Em 1981, uma outra história com contornos especiais e digna de assinalar: Bob Champion, acabado de recuperar de um cancro nos testículos montou Aldaniti, que também havia recuperado de uma laminite, e foram os vencedores. A história deste conjunto ficou perpetuada na sétima arte com o filme "Campeões". Em 1982 Dick Saunders tornou-se o jockey mais velho a vencer a corrida aos 48 anos de idade na sela de Grittar. Este também foi o ano em que Geraldine Rees seria a primeira jockey a completar a prova.

No ano seguinte, 1983, outra senhora, desta feita Jenny Pitman alcançava o estatuto da primeira treinadora a vencer, com Corbiere.

Em abril de 1986 uma vitória para um outro favorito de Aintree, West Tip. O curioso neste cavalo é que teve a sorte de sobreviver a um acidente com um camião em 1982 para além de ter disputado seis Grand National consecutivos entre 1985 e 1990, somando mais duas vitórias ao seu extenso currículo.

Nos anos 90, Mr.
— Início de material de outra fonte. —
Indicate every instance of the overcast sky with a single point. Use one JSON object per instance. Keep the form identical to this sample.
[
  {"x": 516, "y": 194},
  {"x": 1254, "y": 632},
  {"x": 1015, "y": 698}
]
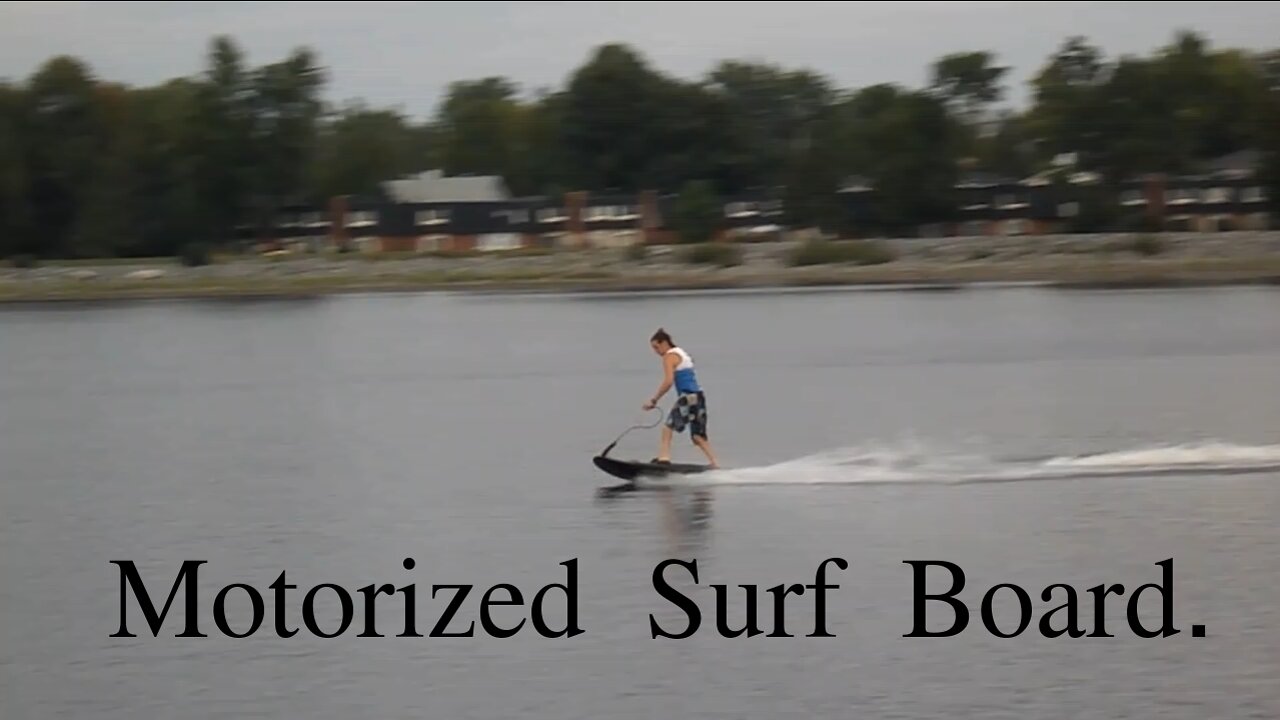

Frisk notabilizou-se com o registo do melhor tempo da história deste secular evento.
A corrida de 93 foi apelidada pelo comentador da BBC Peter O'Sullevan como "o maior desastre da história do Grand National" depois de 30 dos 39 conjuntos não se aperceberem de uma falsa partida e terem completado todo o percurso. Esha Ness 'ganhou' a corrida que acabaria inevitavelmente por ser declarada nula. O Grand National de 1997 foi adiado após a evacuação do hipódromo de Aintree devido a uma ameaça de bomba reivindicada pelo IRA. A corrida seria realizada dois dias depois numa segunda-feira e foi ganha por Lord Gyllene.

 

Grand National nos anos 2000

Nos anos dois mil, Donald “Ginger” McCain, o treinador do lendário Red Rum regressava a Aintree em 2004, para garantir seu quarto sucesso nesta corrida, desta vez com Amberleigh House. Este feito, fez dele o treinador com mais vitórias até hoje (4).

Em 2012, o público presente e os milhões que têm a oportunidade de assistir pela televisão em vários pontos do globo, viram o primeiro cavalo ruço em mais de 50 anos (e apenas o terceiro na história) a vencer a corrida. Tratava-se de um cavalo nascido em França de seu nome Neptune Collonges. Como curiosidade acresce o facto desse cavalo, no ano seguinte prosseguir a sua carreira mas desta feita na disciplina de dressage.

Muitas são as curiosidades, as superações e os dramas que podemos encontrar ao percorrermos a história do Grand National e que certamente nunca vão deixar de existir novos acontecimentos, como se espera que tenha lugar já este ano e como tradicionalmente, no segundo sábado do mês de Abril, no Hipódromo de Aintree, em Liverpool.